ARMEGEDDON !!!!!!!!!!!!


----------



## Guest (Jun 5, 2009)

I had just completed my junior year of high school - last summer in high school.


My parents had just separated and started the long, arduous divorce that would eventually consume both of them financially;
I committed to enlisting in the Navy upon graduating high school;
Signed up for college classes to get a jump start;
Worked 50 hrs per week during that summer to save up for a car; and
Thought I was dating the woman I would marry and love forever - fizzled out by summer's end. :Locolaugh: 
Good times ....

JR


----------



## Katiebug (Jun 6, 2009)

Twenty years ago, I was 8.

All I remember clearly of 1989 was being pissed that the yearlong project that I'd been working on in the gifted/talented program was sidetracked by the fall of the Berlin Wall. The project was on West Germany - suddenly I was scrambling when, late in '89, the Wall came down.


----------



## vollEngineer (Jun 6, 2009)

High School graduation. Sigh. Today is our 20th reunion back home. I'm feeling pretty old today.

And my boyfriend was in Tiananmen Square also. What a bizarre time the 80's was. And the only thing today's kids are taking from it is the music. Man there was so much more!

Still... It's Hip to Be Square.


----------



## Capt Worley PE (Jun 8, 2009)

Katiebug said:


> All I remember clearly of 1989 was being pissed that the yearlong project that I'd been working on in the gifted/talented program was sidetracked by the fall of the Berlin Wall. The project was on West Germany - suddenly I was scrambling when, late in '89, the Wall came down.


HAHAHA!!! When i was in 6th grade, we studied Central and South America. One of the things we had to do was choose a country and keep a scrap book with all the news stories that popped up over the year for that country. Since this was 1977-78, not a whole lot was going on, so it wasn't a big deal for most of us.

Except the poor girl that got Panama. That was when Carter was getting the traty to hand it back over to the Panamanians. She had something like three albums full of articles.


----------



## Kephart P.E. (Jun 8, 2009)

Ahhhhhhhhhhh.......the ninth grade for me, my most memorable moments, playing well on the freshman basketball team, getting "promoted to JV" getting my ass handed to me for the rest of the season, but I started dating one of the Stat Girls, she was 16 and had a Diesel Rabbit and was one of those fast girls my mother never warned me about. Good times.


----------



## TouchDown (Jun 9, 2009)

I was 16 and sadly, most of those days are but a blurr to me now. I remember a 1977 Mercury Monarch was my first car and it had a tooth off the flywheel so the starter would screw up / get screwed up quite a bit and the starter was a B&amp;^#* to change out.

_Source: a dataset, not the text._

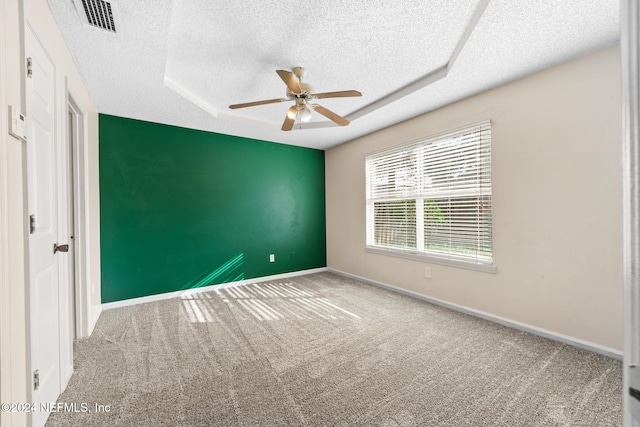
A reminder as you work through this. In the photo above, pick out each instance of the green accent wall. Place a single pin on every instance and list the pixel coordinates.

I was a little akward in my teens, so high school wasn't really my cup of tea. Only a couple years away from my 20 year class reunion. That's an odd thing to think about.

DV - I'm impressed that you can remember the date. Either you have a wicked sharp memory, or that experience left quite an impression on you!!!


----------



## Santiagj (Jun 9, 2009)

I don't really remember much. I was 7 years old in the 3rd grade at Tinc Road Elementary School in New Jersey. I think I got into my first fight in recess that year. Mainly involved putting someone in a headlock (later we became really good friends). I had to sit in the principles office for what seemed to be an eternity until my mom showed up. I got grounded for a week. I remember throwing sand at girls and chasing them in recess. Also, I think I got a Nintendo around that time, my favorite game was Contra.

Another random thing I remember. Another boy had drank 3 chocolate milks during lunch and wound up puking all over himself in the middle of class. I hate milk.


----------



## Chucktown PE (Jun 9, 2009)

Santiagj said:


> Imy favorite game was Contra.


up up down down left right left right b a select start

Crazy how I'll probably remember that till I dide.


----------



## Supe (Jun 9, 2009)

20 years ago, I was (presumably) using the big boy potty.


----------



## wilheldp_PE (Jun 9, 2009)

Supe said:


> 20 years ago, I was (presumably) using the big boy potty.


I still am.


----------



## Supe (Jun 9, 2009)

wilheldp_PE said:


> I still am.


Overachiever.


----------



## wilheldp_PE (Jun 9, 2009)

Supe said:


> Overachiever.


That's Little Lebowski Urban Achiever to you, buddy.


----------



## Sschell (Jun 9, 2009)

well... thats like, only your opinion... man


----------